As tax season gets closer you’re probably hearing lots of ads for tax refund anticipation loans. These loans give you money now that you normally receive after the U.S. Internal Revenue Service processes your tax return, if you’re entitled to a refund.
Sounds like a great idea, right? Especially if you have holiday credit card debt coming out of your ears.
What’s the catch? The interest rates. Some can be as high as 40 to 60 percent, according to the Better Business Bureau.
Taxpayers should keep in mind “when they file online they can usually get their refunds direct deposited in their accounts in 8 to 15 days,” says Steve J. Bernas, president of the Chicago BBB. So the time you save by getting a tax refund anticipation loan may not be that much.
The BBB offers these tips:
*Check out other IRS filing options available without additional fees and the probable waiting period for an expected refund check from the government.
*Realize that an RAL is a loan provided by a bank and must be repaid even if the refund it less than expected.
*Evaluate the cost or interest rate involved in the loan.

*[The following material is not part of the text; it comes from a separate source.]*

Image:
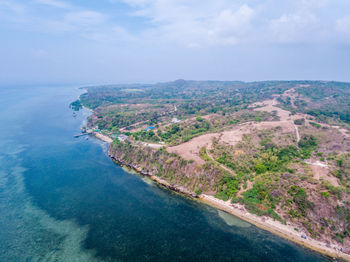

*Be aware that other businesses employ the tax refund anticipation loan concept because it attracts buyers. Consumers should evaluate this with the same scrutiny that they would use with any other RAL.
*Beware of a preparer who guarantees results or who bases their fees on a percentage of the amount of the refund.
*Choose a preparer who you will be able to contact should any problems arise.
It pays to be informed. Weigh the pros and cons carefully before getting one of these loans.